If HIV+ confirmed by WB (seroconverters), the investigators presume they are recently infected (the investigators look for LAg and HIV RNA but this does not change how the investigators treat them. That is, the investigators treat them as seeds for finding more recents. However, analytically, it is possible that their first negative test was negative in error, so the investigators analyze this later).

Recently infected screenees (HIV+, LAg+):

N=unknown Baseline: They will have been tested at baseline for HIV antibodies by the Aristotle project (HIV+), for LAg (they will be positives-LAg+); and once known to be LAG+, they will be tested for HIV RNA (+) by TRIP.

Follow-up: HIV RNA by TRIP or collect info by clinical records. Then the investigators stop.

Network/venue members:

All will be tested for HIV antibodies by TRIP. HIV positives (HIV+ confirmed by WB): They will be tested for LAg by TRIP. HIV positives (HIV+ confirmed by WB) and LAg positives (LAg+): They will be tested for HIV RNA by TRIP.
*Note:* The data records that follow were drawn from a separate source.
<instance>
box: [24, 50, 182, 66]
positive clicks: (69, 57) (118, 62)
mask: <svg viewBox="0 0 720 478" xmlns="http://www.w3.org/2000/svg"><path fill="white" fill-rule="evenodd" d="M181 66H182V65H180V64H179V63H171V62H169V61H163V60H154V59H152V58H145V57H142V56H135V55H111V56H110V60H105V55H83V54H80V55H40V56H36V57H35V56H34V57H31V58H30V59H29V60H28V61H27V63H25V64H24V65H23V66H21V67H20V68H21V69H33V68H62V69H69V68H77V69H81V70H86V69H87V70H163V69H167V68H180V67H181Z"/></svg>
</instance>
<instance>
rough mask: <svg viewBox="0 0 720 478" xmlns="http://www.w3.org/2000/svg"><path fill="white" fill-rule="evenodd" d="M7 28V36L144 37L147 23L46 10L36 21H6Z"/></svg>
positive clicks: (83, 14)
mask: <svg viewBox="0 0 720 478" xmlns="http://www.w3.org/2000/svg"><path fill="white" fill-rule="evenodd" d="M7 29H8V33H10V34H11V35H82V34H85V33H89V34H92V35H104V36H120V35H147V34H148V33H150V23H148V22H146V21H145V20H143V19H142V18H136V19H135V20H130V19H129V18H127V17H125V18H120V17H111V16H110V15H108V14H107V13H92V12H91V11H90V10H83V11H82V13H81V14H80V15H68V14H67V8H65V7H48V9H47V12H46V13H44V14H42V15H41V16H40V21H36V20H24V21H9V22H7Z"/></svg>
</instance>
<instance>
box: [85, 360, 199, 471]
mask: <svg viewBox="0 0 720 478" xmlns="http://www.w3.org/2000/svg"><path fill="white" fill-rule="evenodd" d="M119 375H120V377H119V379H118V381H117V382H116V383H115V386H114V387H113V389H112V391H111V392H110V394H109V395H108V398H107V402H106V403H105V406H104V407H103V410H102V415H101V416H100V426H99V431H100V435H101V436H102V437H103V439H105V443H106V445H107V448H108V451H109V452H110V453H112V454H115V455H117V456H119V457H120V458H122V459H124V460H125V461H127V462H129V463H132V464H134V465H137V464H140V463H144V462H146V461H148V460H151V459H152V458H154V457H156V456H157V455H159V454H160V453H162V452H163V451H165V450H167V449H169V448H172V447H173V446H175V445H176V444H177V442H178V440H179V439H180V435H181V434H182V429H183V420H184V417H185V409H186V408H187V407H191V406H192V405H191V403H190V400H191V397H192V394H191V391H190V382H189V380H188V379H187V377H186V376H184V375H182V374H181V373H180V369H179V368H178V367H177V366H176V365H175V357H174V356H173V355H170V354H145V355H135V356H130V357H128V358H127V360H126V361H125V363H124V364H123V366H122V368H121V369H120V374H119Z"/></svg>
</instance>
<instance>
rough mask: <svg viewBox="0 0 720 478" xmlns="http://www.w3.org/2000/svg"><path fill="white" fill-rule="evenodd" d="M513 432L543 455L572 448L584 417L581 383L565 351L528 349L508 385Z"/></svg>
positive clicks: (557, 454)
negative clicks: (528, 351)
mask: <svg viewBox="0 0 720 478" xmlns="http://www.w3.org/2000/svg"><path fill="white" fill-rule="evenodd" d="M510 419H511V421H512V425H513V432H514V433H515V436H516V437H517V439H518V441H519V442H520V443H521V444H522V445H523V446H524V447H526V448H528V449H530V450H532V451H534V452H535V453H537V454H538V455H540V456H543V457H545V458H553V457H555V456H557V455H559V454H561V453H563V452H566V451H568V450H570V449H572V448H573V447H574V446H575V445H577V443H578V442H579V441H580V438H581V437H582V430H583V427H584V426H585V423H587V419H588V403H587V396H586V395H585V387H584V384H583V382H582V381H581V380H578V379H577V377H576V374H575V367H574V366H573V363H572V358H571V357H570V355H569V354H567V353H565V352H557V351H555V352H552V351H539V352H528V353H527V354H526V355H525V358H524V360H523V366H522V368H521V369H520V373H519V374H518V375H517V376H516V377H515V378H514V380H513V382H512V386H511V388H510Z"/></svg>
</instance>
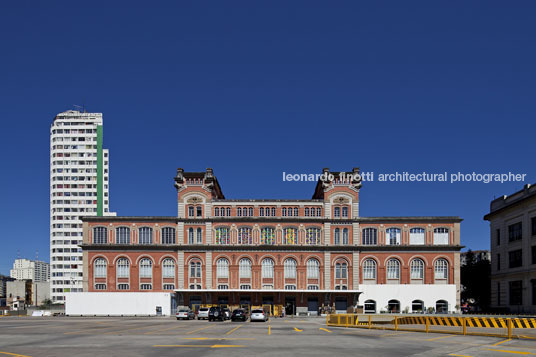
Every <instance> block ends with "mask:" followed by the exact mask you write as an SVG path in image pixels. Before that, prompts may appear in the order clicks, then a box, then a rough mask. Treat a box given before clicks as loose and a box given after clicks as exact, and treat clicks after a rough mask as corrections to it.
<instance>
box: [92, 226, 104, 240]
mask: <svg viewBox="0 0 536 357" xmlns="http://www.w3.org/2000/svg"><path fill="white" fill-rule="evenodd" d="M106 243H108V230H107V229H106V228H105V227H95V228H93V244H106Z"/></svg>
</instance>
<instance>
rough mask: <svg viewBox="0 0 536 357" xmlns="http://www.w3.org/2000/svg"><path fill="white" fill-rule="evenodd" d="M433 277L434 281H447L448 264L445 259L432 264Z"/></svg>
mask: <svg viewBox="0 0 536 357" xmlns="http://www.w3.org/2000/svg"><path fill="white" fill-rule="evenodd" d="M434 276H435V278H436V279H447V278H448V276H449V263H447V261H446V260H445V259H438V260H436V262H435V264H434Z"/></svg>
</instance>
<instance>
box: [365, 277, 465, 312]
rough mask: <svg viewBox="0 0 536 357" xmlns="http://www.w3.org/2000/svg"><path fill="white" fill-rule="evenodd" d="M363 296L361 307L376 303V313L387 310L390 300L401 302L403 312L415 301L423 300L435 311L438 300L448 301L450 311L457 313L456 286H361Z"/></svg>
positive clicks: (414, 284) (400, 304) (393, 284)
mask: <svg viewBox="0 0 536 357" xmlns="http://www.w3.org/2000/svg"><path fill="white" fill-rule="evenodd" d="M360 290H362V291H363V294H361V295H360V296H359V305H363V304H364V303H365V301H366V300H369V299H370V300H375V301H376V312H378V313H379V312H380V311H381V310H386V306H387V303H388V302H389V300H392V299H394V300H398V301H400V309H401V310H402V311H403V310H404V309H405V308H406V307H409V312H411V303H412V301H413V300H422V301H423V302H424V307H425V308H428V307H433V308H434V309H435V306H436V301H437V300H446V301H447V302H448V304H449V307H448V309H449V311H456V310H457V309H456V305H457V302H456V301H457V294H456V285H454V284H448V285H447V284H445V285H433V286H431V285H417V284H403V285H402V284H392V285H390V284H387V285H377V284H375V285H361V286H360Z"/></svg>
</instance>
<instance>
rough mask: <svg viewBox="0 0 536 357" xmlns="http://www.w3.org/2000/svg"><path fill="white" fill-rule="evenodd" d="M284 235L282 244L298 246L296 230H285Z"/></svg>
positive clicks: (297, 232) (297, 236)
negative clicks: (282, 243)
mask: <svg viewBox="0 0 536 357" xmlns="http://www.w3.org/2000/svg"><path fill="white" fill-rule="evenodd" d="M283 233H284V240H283V243H284V244H291V245H294V244H298V230H297V229H296V228H285V230H284V231H283Z"/></svg>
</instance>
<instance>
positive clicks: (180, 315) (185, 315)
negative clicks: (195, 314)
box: [175, 308, 195, 320]
mask: <svg viewBox="0 0 536 357" xmlns="http://www.w3.org/2000/svg"><path fill="white" fill-rule="evenodd" d="M175 316H176V317H177V320H190V319H194V320H195V313H194V312H193V311H192V310H190V309H189V308H183V309H179V310H178V311H177V313H176V314H175Z"/></svg>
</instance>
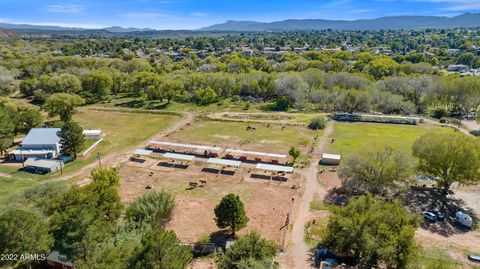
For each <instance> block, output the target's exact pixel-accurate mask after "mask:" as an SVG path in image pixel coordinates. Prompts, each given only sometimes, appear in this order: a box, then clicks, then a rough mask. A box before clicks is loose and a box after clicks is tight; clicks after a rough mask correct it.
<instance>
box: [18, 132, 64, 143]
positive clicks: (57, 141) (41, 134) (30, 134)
mask: <svg viewBox="0 0 480 269" xmlns="http://www.w3.org/2000/svg"><path fill="white" fill-rule="evenodd" d="M60 130H61V129H60V128H32V129H31V130H30V132H28V134H27V137H25V139H23V141H22V146H26V145H55V144H57V143H58V141H60V138H59V137H58V135H57V133H58V132H60Z"/></svg>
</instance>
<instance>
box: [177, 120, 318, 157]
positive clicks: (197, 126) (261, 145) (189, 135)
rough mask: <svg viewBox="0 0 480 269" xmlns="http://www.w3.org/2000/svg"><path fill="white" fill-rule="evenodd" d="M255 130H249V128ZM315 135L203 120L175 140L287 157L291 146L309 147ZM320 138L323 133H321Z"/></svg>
mask: <svg viewBox="0 0 480 269" xmlns="http://www.w3.org/2000/svg"><path fill="white" fill-rule="evenodd" d="M248 126H251V127H254V128H255V129H256V130H255V131H248V130H247V127H248ZM314 134H315V132H314V131H311V130H308V129H307V128H304V127H298V126H286V127H284V128H283V127H282V126H279V125H268V124H258V123H257V124H252V123H244V122H219V121H200V122H197V123H195V124H193V125H192V126H190V127H188V128H185V129H184V130H183V131H182V132H180V133H179V134H178V135H176V136H175V137H174V139H176V140H179V141H182V142H190V143H207V144H214V145H219V146H220V145H221V146H227V147H237V148H242V149H246V150H260V151H267V152H274V153H283V154H287V153H288V150H289V148H290V147H291V146H295V147H298V148H300V149H303V148H305V147H306V146H308V145H309V144H310V143H311V141H312V139H313V136H314ZM320 135H321V132H320Z"/></svg>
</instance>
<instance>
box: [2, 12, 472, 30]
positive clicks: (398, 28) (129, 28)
mask: <svg viewBox="0 0 480 269" xmlns="http://www.w3.org/2000/svg"><path fill="white" fill-rule="evenodd" d="M465 27H480V13H465V14H462V15H459V16H456V17H441V16H395V17H381V18H377V19H362V20H352V21H347V20H324V19H297V20H283V21H274V22H256V21H233V20H231V21H227V22H225V23H220V24H215V25H211V26H207V27H203V28H200V29H198V30H195V31H197V32H212V31H227V32H235V31H239V32H240V31H294V30H326V29H333V30H381V29H391V30H399V29H427V28H430V29H449V28H465ZM0 29H7V30H12V31H15V32H26V31H30V32H32V31H33V32H35V31H41V32H49V31H64V32H66V31H68V32H69V33H75V32H85V31H90V32H91V33H107V34H108V33H111V34H122V33H123V34H125V33H135V32H155V31H156V30H154V29H151V28H132V27H129V28H124V27H120V26H112V27H107V28H103V29H86V28H75V27H62V26H54V25H31V24H11V23H0Z"/></svg>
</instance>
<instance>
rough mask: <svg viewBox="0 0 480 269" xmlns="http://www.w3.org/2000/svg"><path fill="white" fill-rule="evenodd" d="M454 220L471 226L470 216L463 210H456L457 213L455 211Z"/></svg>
mask: <svg viewBox="0 0 480 269" xmlns="http://www.w3.org/2000/svg"><path fill="white" fill-rule="evenodd" d="M455 221H456V222H458V223H460V224H462V225H463V226H465V227H468V228H472V226H473V219H472V217H470V216H469V215H468V214H467V213H465V212H463V211H457V213H455Z"/></svg>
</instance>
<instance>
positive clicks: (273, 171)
mask: <svg viewBox="0 0 480 269" xmlns="http://www.w3.org/2000/svg"><path fill="white" fill-rule="evenodd" d="M257 169H259V170H266V171H272V172H287V173H293V167H291V166H282V165H273V164H264V163H258V164H257Z"/></svg>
HIV positives (HIV+ confirmed by WB) and LAg negatives (LAg-): No further test. HIV negatives (HIV-): They will be tested in pools using HIV RNA (batch testing) by TRIP.

Follow-up of network/venue members:

Long-term positives at baseline (HIV+ confirmed by WB, LAg-): HIV RNA info collection by clinical records.

Recently infected at baseline (HIV+ confirmed by WB, LAg+ and/or HIV RNA+): HIV RNA info collection by clinical records.

Negatives at baseline (HIV-, LAg-, HIV RNA-): HIV test. If they are HIV positive at follow-up (HIV+ confirmed by WB), then LAg test and HIV RNA by TRIP. If HIV-, the investigators stop.

If HIV+ confirmed by WB (seroconverters), the investigators presume they are recently infected (the investigators look for LAg and HIV RNA but this does not change how the investigators treat them. That is, the investigators treat them as seeds for finding more recents. However, analytically, it is possible that their first negative test was negative in error, so the investigators analyze this later).